Also see the GitHub repo for code, data, and explanations.
There are three scripts that handle character cleaning, text extraction, and spelling standardization.
characterCleaner prepares TCP XML files to facilitate spelling standardization later in the pipeline.
- replaces reserved XML characters (<, >, %) with at-signs (@)
- replaces ampersands (&) with the word “and”
- removes XML comments and TEI XML tags that can interrupt words: <SEG>, <SUB>, <SUP>
- transforms non-ASCII letters into ASCII alternatives (e.g., “naïve” to “naive”)
- makes the following character replacements:
- a dash (—) becomes two hyphens (–)
- TCP illegible characters (bullet: •) become carets (^)
- TCP unrecognizable punctuation (small black square: ▪) becomes asterisks (*)
- non-ASCII characters not assigned ASCII equivalents (e.g., pilcrow: ¶) with at signs (@)
- TCP missing word symbol (lozenge in brackets: ◊) become ellipses in parentheses ((…))
- deletes TCP end-of-line hyphen characters supplied during transcription (vertical bar: |, broken vertical bar: ¦)
- if desired, removes textual symbols converted to at signs (@)
- VEP Unicode Character Substitutions
- TCP Unicode Character Survey
tei-decoder flexibly eliminates XML tags, their attributes, and their content to produce plain text files from XML.
- uses a config file that determines what text to print to a new file
- TCP TEI-P4 XML Tag Survey
EMstandardizer standardizes Early Modern English spelling variation across the TCP corpora (EEBO-TCP, ECCO-TCP, and Evans-TCP inclusive) to facilitate scaleable computationally-driven analysis.
- uses a dictionary file (standardizer_dictionary.txt), researched and compiled by Deidre Stuffer, that provides a standard spelling for words in the TCP texts with recognizable spelling variation
- expands contracted pronouns, elided adverbs, and elided prepositions
- provides option to standardize early modern English 2nd and 3rd person singular verb endings to modern equivalents or archaic endings
- can generate annotation files that display which words have been standardized and their original spellings
- read more about spelling standardization on the workflow page
Known Issues with the Pipeline
1. End-Of-Line Hyphens: At the moment, our internal use analytical scripts do not recognize a word that straddles two lines (words with end-of-line-break hyphens, like “Interjec-/Tions”).

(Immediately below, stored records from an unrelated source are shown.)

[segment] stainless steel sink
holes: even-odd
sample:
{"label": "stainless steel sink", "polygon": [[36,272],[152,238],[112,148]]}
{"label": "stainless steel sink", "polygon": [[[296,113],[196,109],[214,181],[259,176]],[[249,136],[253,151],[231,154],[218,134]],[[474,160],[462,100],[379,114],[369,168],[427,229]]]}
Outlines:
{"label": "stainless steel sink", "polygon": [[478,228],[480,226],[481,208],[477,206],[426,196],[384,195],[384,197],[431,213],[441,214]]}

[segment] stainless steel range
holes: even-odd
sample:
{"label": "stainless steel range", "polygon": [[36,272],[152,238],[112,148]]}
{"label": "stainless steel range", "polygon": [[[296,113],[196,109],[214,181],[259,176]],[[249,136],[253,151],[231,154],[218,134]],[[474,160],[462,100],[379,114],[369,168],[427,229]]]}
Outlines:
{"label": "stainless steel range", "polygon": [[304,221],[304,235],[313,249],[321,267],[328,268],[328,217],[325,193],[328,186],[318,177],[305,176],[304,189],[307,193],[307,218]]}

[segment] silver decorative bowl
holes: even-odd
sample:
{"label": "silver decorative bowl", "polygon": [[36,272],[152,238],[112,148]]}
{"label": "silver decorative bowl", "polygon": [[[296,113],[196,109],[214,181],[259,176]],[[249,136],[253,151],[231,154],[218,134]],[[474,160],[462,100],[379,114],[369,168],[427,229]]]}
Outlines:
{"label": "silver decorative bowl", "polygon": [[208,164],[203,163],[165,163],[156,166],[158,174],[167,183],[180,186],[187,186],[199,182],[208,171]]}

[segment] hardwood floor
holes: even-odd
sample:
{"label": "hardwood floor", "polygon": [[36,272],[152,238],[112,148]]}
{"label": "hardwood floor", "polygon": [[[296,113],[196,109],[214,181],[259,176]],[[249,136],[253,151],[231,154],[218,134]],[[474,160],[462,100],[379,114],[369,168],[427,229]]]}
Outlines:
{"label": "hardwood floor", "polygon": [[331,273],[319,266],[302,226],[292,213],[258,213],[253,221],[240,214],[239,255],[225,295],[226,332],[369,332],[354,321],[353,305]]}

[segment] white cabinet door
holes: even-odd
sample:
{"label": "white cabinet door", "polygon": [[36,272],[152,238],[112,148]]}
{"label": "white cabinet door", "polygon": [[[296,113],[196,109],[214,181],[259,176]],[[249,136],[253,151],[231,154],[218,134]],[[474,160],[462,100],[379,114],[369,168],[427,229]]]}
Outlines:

Therefore, a hyphenated word straddling linebreaks is broken into two with the current algorithm. It recognizes “Interjec-/Tions” as the two words “interjec” and “tions”. Future iterations of our software will work to fix this discrepancy so when end-of-line hyphens occur they are not treated as a valid letter within a word. More research is needed to determine the scale of end-of-line hyphens in SimpleText plain text files, and whether hyphens at the end of lines in our source texts are meant to be hyphens or dashes. The TCP XML source files represent physical books published between 1470 and 1800, a period when printing practices varied.
The only exception to this rule is that our text processing software Ubiqu+Ity removes end-of-line hyphens in its analysis stage, treating “interjec-tions” as “interjections”.